Cannon owned over 1,416 acres of land in Tooele County, Utah and in 1945 entered into a six-month lease with the U.S. War Department, in return for one dollar, which permitted the Government to enter his land to conduct Project Sphinx, which was designed to test means of battling Japanese forces entrenched in caves in the Pacific Islands. The Government agreed that, at the expiration of the lease, it would “leave the property of the owner in as good condition as it is on the date of the government’s entry.”

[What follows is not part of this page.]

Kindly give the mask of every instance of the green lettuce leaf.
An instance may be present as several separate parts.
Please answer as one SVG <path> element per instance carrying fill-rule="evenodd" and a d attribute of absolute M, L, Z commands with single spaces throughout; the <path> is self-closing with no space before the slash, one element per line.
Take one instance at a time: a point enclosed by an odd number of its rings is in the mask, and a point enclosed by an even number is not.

As part of that testing, the Government used incendiary weapons, including aviation fuel, butane, gasoline, napalm, PT jell, and napalm-gas mixtures. The Government also used chemical weapons, such as phosgene, hydrogen cyanide, mustard gas, and defoliants. Finally, the Government dropped conventional bombs on Cannon’s property. In the 1970s, the Government initiated efforts to study the contamination at the adjacent Dugway Proving Grounds, and included the Cannon property in some of these efforts. The Government, however, did not clean up the Cannon property at that time, and has yet to do so.

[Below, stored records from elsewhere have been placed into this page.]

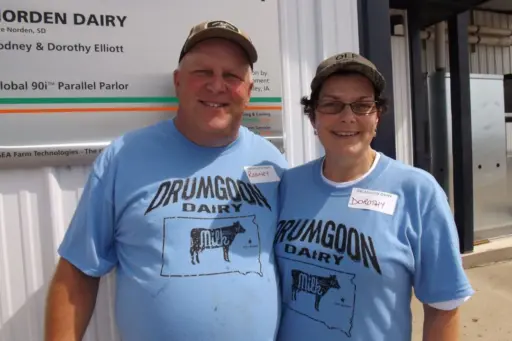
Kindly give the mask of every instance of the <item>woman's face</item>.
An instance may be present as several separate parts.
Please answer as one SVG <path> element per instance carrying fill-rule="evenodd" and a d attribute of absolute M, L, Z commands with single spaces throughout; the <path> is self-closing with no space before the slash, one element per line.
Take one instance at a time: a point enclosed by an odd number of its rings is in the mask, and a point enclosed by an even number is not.
<path fill-rule="evenodd" d="M 362 75 L 334 75 L 324 82 L 313 126 L 327 155 L 359 157 L 369 150 L 378 123 L 374 101 L 373 85 Z M 350 103 L 353 109 L 343 108 Z"/>

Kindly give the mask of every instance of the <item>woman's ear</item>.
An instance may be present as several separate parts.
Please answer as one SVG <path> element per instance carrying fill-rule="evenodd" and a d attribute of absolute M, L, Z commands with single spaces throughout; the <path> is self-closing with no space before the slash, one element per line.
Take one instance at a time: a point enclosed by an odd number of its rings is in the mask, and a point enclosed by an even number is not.
<path fill-rule="evenodd" d="M 309 115 L 309 123 L 311 123 L 311 128 L 313 128 L 313 133 L 318 135 L 318 131 L 316 129 L 316 121 L 313 115 Z"/>
<path fill-rule="evenodd" d="M 308 118 L 309 118 L 309 123 L 311 123 L 311 126 L 313 127 L 313 129 L 315 129 L 316 128 L 315 115 L 309 114 Z"/>

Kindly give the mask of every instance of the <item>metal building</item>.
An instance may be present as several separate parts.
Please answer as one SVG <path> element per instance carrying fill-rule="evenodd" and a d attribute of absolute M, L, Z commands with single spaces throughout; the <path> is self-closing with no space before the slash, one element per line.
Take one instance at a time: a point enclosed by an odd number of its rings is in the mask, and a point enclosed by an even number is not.
<path fill-rule="evenodd" d="M 363 0 L 359 10 L 361 51 L 394 85 L 393 115 L 376 147 L 438 179 L 454 210 L 461 252 L 510 234 L 512 3 L 379 4 Z"/>

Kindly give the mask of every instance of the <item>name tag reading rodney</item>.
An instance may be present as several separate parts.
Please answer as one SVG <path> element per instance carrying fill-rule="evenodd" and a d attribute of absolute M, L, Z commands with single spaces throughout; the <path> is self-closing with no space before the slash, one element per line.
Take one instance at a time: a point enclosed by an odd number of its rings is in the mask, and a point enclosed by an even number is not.
<path fill-rule="evenodd" d="M 396 194 L 354 188 L 348 201 L 348 207 L 393 215 L 397 199 Z"/>
<path fill-rule="evenodd" d="M 274 166 L 247 166 L 244 167 L 244 169 L 252 184 L 276 182 L 280 180 Z"/>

Frustrated by the slow progress in the Government’s clean up efforts, two of Cannon’s children, sued the U.S. in 1998 under the Federal Tort Claims Act (FTCA). Following a bench trial, the district court found that the Government had diminished the value of the Cannons’ land from $176.26 to $25 an acre, and awarded them $160,937 in damages. The Tenth Circuit, however, reversed that judgment and held that the statute of limitations barred the Cannons’ FTCA claims.

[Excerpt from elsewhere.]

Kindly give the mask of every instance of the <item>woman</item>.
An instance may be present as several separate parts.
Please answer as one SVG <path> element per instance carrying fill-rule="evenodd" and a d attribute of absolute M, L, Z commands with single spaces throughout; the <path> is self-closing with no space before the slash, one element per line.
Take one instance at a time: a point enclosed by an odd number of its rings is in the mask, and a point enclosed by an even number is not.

In November 2005, the Cannons tried a different approach and initiated legal action alleging two claims under the Solid Waste Disposal Act (SWDA). The Cannons alleged under two sections of SWDA that the United States was in violation of federal and Utah regulations applicable to generators of hazardous waste; and that the U.S. has contributed to conditions on their property that endanger the Cannons, other individuals mining on the property, and members of the general public who come onto the Cannons’ property. The Cannons also made a claim under the Administrative Procedures Act (APA), to “compel agency action unlawfully withheld or unreasonably delayed.”

The district court said SWDA § 9613(h) deprives federal courts of jurisdiction to consider “any challenges to removal or remedial action selected.” The Cannons' appealed and the Appeals Court determined that the "Government has already undertaken several
steps toward determining how it will address the contamination present on the Cannons’ property"; and thus, "the Government’s removal actions are therefore sufficient to trigger § 9613(h)." The Appeals Court said, "We are sympathetic to the Cannons’ frustration with the long delays; however, their suit falls within the broad ambit of § 9613(h)."